What Happened
WithSecure Labs published research on May 29, 2026, disclosing GREYVIBE — a previously undocumented threat group assessed with moderate confidence as Russian-speaking, operating in alignment with Kremlin intelligence-gathering interests. Active since at least August 2025, GREYVIBE has targeted Ukrainian entities and Ukraine-related organizations using a distinctive approach: generative AI tools are embedded across almost every phase of the operation, from lure creation to payload development.
The group uses OpenAI’s ChatGPT, Google’s Gemini, and Ideogram AI to generate realistic spear-phishing emails, convincing decoy documents, and core malware components. WithSecure researchers noted the “diversity and quality” of the social engineering material is significantly above what a low-to-moderately sophisticated group would produce without AI assistance. Two attack chains were identified: PhantomMail, which delivers malicious ZIP or RAR archives hosted on Google Drive and 4sync via spear-phishing links, loading JavaScript-based droppers and decoy documents; and PhantomRelay, a PowerShell RAT that profiles victim hosts and executes commands and scripts on demand. Full technical details are available from The Hacker News and SecurityWeek.
Why This Matters for Canadian Organizations
GREYVIBE is significant not because of its technical sophistication — WithSecure assesses the group as only moderately capable — but because of what it signals: AI tools are closing the gap between low-tier threat actors and the quality of operations that previously required significant resources and tradecraft. Canadian government departments, defence contractors, and critical infrastructure operators are legitimate targets for Russian-aligned intelligence collection. Canada’s membership in NATO and the Five Eyes alliance, and its direct involvement in supporting Ukraine, make Canadian entities consistent targets for Russian cyber operations.

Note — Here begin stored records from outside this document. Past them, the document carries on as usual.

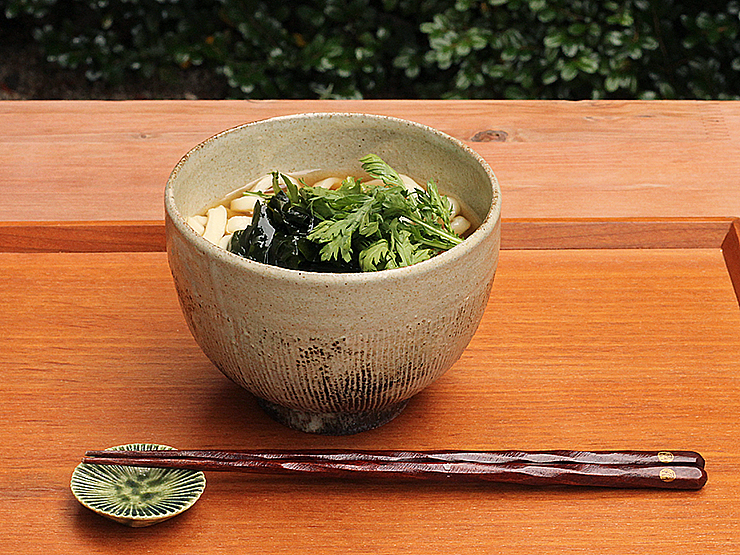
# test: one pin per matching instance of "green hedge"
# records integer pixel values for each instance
(559, 49)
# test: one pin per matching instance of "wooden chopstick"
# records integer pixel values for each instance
(644, 472)
(643, 458)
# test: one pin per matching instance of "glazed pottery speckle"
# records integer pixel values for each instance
(331, 353)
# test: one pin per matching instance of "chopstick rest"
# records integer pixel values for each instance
(615, 469)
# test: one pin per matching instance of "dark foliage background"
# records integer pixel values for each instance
(547, 49)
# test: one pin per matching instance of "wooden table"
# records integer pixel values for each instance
(613, 324)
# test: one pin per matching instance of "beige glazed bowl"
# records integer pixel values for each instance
(331, 353)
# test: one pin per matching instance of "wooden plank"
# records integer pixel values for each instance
(596, 349)
(618, 233)
(125, 236)
(132, 236)
(89, 161)
(731, 252)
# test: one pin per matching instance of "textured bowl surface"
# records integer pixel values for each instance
(136, 496)
(331, 353)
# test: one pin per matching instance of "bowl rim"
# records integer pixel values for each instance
(486, 228)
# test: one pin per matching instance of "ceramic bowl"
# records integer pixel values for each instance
(331, 353)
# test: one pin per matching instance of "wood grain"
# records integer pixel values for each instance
(585, 349)
(110, 160)
(612, 325)
(731, 251)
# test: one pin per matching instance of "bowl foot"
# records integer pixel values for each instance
(331, 423)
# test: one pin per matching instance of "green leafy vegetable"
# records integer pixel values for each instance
(356, 228)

The specific use of cloud hosting (Google Drive, 4sync) for payload delivery is a known detection blind spot for organizations without TLS inspection on outbound traffic. JavaScript-based loaders delivered through legitimate platforms bypass many email security filters that focus on executable file types. The PhantomRelay PowerShell RAT pattern is consistent with living-off-the-land techniques the CCCS has warned about in Canadian threat advisories. Security teams should treat AI-generated phishing content as a new normal: traditional detection signals based on grammar errors and awkward phrasing in lures no longer reliably identify malicious emails.
What to Do
Update phishing awareness training to account for high-quality, AI-generated lures — do not rely on poor writing quality as a detection signal. Restrict or inspect outbound connections to Google Drive and similar cloud storage platforms where not required for business operations. Deploy email security controls with link-time sandboxing that follows redirects to hosted archive files. Block execution of JavaScript and PowerShell payloads from archive files by policy in your endpoint protection tooling. Review CCCS threat actor reporting for Russian-aligned groups targeting NATO members and align your detection content accordingly. If you operate government or defence-adjacent systems and receive spear-phishing lures aligned with GREYVIBE indicators, report to the CCCS at cyber.gc.ca.